One class of proteins called Nucleation Promoting Factors (NPFs) is involved in regulating nucleators alongside RhoGTPases. We identified a cortical NPF, SPIN90, that can coordinate the activity of Arp2/3 and mDia1. SPIN90 appears essential for division, profoundly alters the organisation of cortical networks, controls the mechanics of cells and is ubiquitously expressed.

In aim 1, I will use proximity labelling to identify interactors of SPIN90. For this, we will fuse SPIN90 to a biotin ligase, TurboID. This enzyme generates a cloud of activated biotin that reacts with proteins in close proximity to SPIN90 (<10nm). After cell lysis, biotinylated proteins are identified by mass spectrometry.

SPIN90 depletion leads to cell death and multinucleation but its precise spatiotemporal localization is unclear. Aim 2 will examine localization of SPIN90 in processes such as mitosis and migration using microscopy. Importantly, we will identify when and where SPIN90 interacts with Arp2/3 and mDia1 using bimolecular fluorescence complementation.

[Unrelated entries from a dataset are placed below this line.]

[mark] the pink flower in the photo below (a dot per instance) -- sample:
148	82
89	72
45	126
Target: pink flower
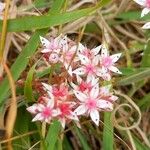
2	7
88	66
146	26
145	4
65	113
57	91
108	62
89	53
85	86
43	112
91	104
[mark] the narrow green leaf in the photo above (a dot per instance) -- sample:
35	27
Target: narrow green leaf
22	61
134	77
82	139
146	56
139	145
28	84
108	138
44	21
53	19
52	135
144	103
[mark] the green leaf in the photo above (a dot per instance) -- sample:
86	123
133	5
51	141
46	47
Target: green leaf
52	136
134	77
28	84
30	48
146	56
22	60
132	15
82	139
45	21
23	118
144	102
108	138
139	145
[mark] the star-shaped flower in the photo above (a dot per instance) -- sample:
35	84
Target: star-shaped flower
2	7
145	4
108	62
91	104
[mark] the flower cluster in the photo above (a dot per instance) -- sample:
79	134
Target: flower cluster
145	11
2	7
78	92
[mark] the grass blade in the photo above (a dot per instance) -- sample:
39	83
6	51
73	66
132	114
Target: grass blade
108	138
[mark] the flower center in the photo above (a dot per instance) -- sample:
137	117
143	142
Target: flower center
90	69
84	86
65	109
47	112
91	104
148	3
107	61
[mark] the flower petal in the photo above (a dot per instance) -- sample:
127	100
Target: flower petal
50	103
95	60
95	91
47	87
79	71
145	11
63	122
114	69
146	26
83	59
38	117
140	2
45	42
2	6
103	104
80	110
80	96
115	57
104	51
33	109
96	50
94	114
73	116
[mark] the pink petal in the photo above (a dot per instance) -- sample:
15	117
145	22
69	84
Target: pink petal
84	59
95	60
104	51
46	51
96	50
114	69
63	122
80	48
38	117
2	6
50	103
73	116
145	11
44	42
140	2
115	57
80	96
95	91
103	104
79	71
113	98
146	26
94	114
80	110
79	79
33	109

Our published data demonstrates that depleting SPIN90 leads to an increase in cortical stiffness in metaphase cells that is not due to a change in actin density or phospho-myosin. This suggests that stiffening results from changes in cortex organisation. Aim 3 will use atomic force microscopy and optogenetics to establish how SPIN90 activation induces changes in cortex architecture at the molecular scale. We will use numerical simulation to correlate cortex architecture and mechanics.